Back at home Aravindan and Priya discover Manu missing from their flat. They look for him everywhere, only to find him on terrace. Aravindan informs Priya that Manu has been admitted to St. Antony's School.

==Cast==

- Biju Menon as Aravind T.P
- Lakshmi Priyaa Chandramouli as Priya Aravind
- Kristin Varkachaan as Manu
- Hareesh Perumanna as Shafeeque
- Suhasini Maniratnam as Deepika
- Saiju Kurup as Praveen
- Raghavan as Swami
- Paris Laxmi as Angela Praveen
- Indrans as Pavithran
- Babu Swamy as Menon
- Jayaprakash Kuloor as Appooppan
- Sarayu as Meenakshi Mohan Kumar
- Manju Satheesh as Treesa Chacko
- Sudheer Karamana as Mohan Kumar
- Elizabath as Ammoomma
- Sunil Sukhada as Kumar
- Vijay Menon as Vice Principal
- Pradeep Kottayam as Sameer
- Kottayam Purushan as Biju
- Saiju Panikkar as Chacko
- Lakshmi Menon as Teena
- Bindhu Ramakrishnan
- Giri Shankar as Alwin
- Binoy as Satheesan
- Sreedharan Bhattdhari as Peter
- Baiju Ezhupunna as Charlie
- Manjith
- Praveen Shankaranaryanan as Medical Rep
- Ramji
- Umeshan
- Manjushaa as Manjusha
- Noora as Sreevidhya
- Jeni as Swapana
- Milu as Meghana
- Parvathy Menon as Teacher
- Jennifer as Interviewer
- Ambika Mohan as Principal
- Doly as Riya
- Lisy as Raji
- Pushpa as Varsha Abhay
- Darshan D Nair as Abhi, Meenakshi's and Mohan Kumar's Son

==Soundtrack==
Music was composed by Hesham Abdul Wahab, which marked his debut as a music director in Malayalam Cinema. The background score is by Bijibal.

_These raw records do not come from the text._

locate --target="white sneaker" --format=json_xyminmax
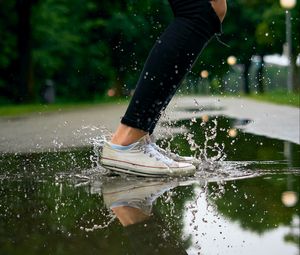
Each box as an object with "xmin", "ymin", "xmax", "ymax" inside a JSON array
[
  {"xmin": 150, "ymin": 135, "xmax": 200, "ymax": 166},
  {"xmin": 100, "ymin": 135, "xmax": 196, "ymax": 177}
]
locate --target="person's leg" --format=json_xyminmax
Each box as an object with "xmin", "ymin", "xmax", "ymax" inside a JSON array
[{"xmin": 111, "ymin": 0, "xmax": 226, "ymax": 145}]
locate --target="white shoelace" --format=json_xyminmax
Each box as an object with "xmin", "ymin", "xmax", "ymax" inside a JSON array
[
  {"xmin": 142, "ymin": 143, "xmax": 174, "ymax": 165},
  {"xmin": 151, "ymin": 143, "xmax": 180, "ymax": 158}
]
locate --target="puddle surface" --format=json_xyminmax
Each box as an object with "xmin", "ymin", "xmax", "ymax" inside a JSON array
[{"xmin": 0, "ymin": 116, "xmax": 300, "ymax": 255}]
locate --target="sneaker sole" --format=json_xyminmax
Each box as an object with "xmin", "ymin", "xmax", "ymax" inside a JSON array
[{"xmin": 102, "ymin": 164, "xmax": 195, "ymax": 178}]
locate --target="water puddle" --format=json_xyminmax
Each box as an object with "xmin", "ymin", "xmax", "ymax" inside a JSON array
[{"xmin": 0, "ymin": 116, "xmax": 300, "ymax": 255}]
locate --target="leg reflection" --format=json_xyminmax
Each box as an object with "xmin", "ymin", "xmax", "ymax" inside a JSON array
[{"xmin": 102, "ymin": 178, "xmax": 187, "ymax": 255}]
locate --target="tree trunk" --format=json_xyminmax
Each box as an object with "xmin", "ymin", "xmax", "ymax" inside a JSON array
[
  {"xmin": 243, "ymin": 59, "xmax": 251, "ymax": 95},
  {"xmin": 256, "ymin": 55, "xmax": 265, "ymax": 94},
  {"xmin": 14, "ymin": 0, "xmax": 34, "ymax": 103},
  {"xmin": 292, "ymin": 56, "xmax": 300, "ymax": 93}
]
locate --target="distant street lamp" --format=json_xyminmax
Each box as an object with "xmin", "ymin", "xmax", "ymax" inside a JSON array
[
  {"xmin": 227, "ymin": 56, "xmax": 237, "ymax": 66},
  {"xmin": 280, "ymin": 0, "xmax": 296, "ymax": 92}
]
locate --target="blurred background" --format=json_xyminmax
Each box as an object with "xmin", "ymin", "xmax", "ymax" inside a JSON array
[{"xmin": 0, "ymin": 0, "xmax": 300, "ymax": 106}]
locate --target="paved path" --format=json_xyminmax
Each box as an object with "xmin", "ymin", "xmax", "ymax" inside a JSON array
[{"xmin": 0, "ymin": 97, "xmax": 300, "ymax": 152}]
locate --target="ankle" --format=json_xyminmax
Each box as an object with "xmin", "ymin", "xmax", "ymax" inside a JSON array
[{"xmin": 111, "ymin": 124, "xmax": 147, "ymax": 146}]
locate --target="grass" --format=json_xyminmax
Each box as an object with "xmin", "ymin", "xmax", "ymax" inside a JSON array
[
  {"xmin": 0, "ymin": 91, "xmax": 300, "ymax": 117},
  {"xmin": 247, "ymin": 91, "xmax": 300, "ymax": 107},
  {"xmin": 0, "ymin": 97, "xmax": 128, "ymax": 117}
]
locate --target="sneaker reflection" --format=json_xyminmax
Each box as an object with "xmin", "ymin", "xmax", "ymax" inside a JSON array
[{"xmin": 102, "ymin": 177, "xmax": 187, "ymax": 255}]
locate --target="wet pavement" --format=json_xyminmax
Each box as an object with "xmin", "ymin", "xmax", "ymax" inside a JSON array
[
  {"xmin": 0, "ymin": 115, "xmax": 300, "ymax": 255},
  {"xmin": 0, "ymin": 96, "xmax": 300, "ymax": 153}
]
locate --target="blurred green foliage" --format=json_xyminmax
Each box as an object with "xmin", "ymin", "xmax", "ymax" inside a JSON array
[{"xmin": 0, "ymin": 0, "xmax": 300, "ymax": 103}]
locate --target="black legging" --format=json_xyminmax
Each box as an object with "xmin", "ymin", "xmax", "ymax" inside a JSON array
[{"xmin": 121, "ymin": 0, "xmax": 221, "ymax": 133}]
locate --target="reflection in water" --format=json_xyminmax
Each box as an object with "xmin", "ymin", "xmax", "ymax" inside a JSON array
[
  {"xmin": 0, "ymin": 116, "xmax": 300, "ymax": 255},
  {"xmin": 103, "ymin": 178, "xmax": 187, "ymax": 255}
]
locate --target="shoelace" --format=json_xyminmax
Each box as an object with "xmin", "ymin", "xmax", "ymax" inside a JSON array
[
  {"xmin": 142, "ymin": 143, "xmax": 173, "ymax": 165},
  {"xmin": 151, "ymin": 143, "xmax": 180, "ymax": 158}
]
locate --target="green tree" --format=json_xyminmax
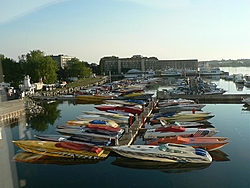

| # | Song | Singer | Lyrics |
|---|---|---|---|
| 1 | "Kaathilaaro" | Sithara Krishnakumar | Rafeeq Ahamed |
| 2 | "Kaattummel Anchaaru" | Hesham Abdul Wahab | Aslam |
| 3 | "Kanavil Kanavil" | Hesham Abdul Wahab | Madhu Vasudevan |

== Reception ==
Critical reception was mostly positive.

The Times of India gave the movie 2.5 stars, claiming its script and writing lacks a usual happy ending or something that can deftly hold it all together. However, the review stay back with film's good humour quotient. Indiaglitz rated the film 3 out of 5 and wrote, "'Salt Mango Tree' is a watchable entertainment. The movie is made delectable with the kind of humour that only Biju Menon is capable. This is a small movie, yet a delightful one." Saumesh Thimbath of The Hindu wrote, " Biju Menon continues the streak of good performances and Lakshmi Rajamouli looks convincing in her role. Kanaran Harish as Aravind's assistant has some of the best comic lines in the movie and delivers an excellent performance.".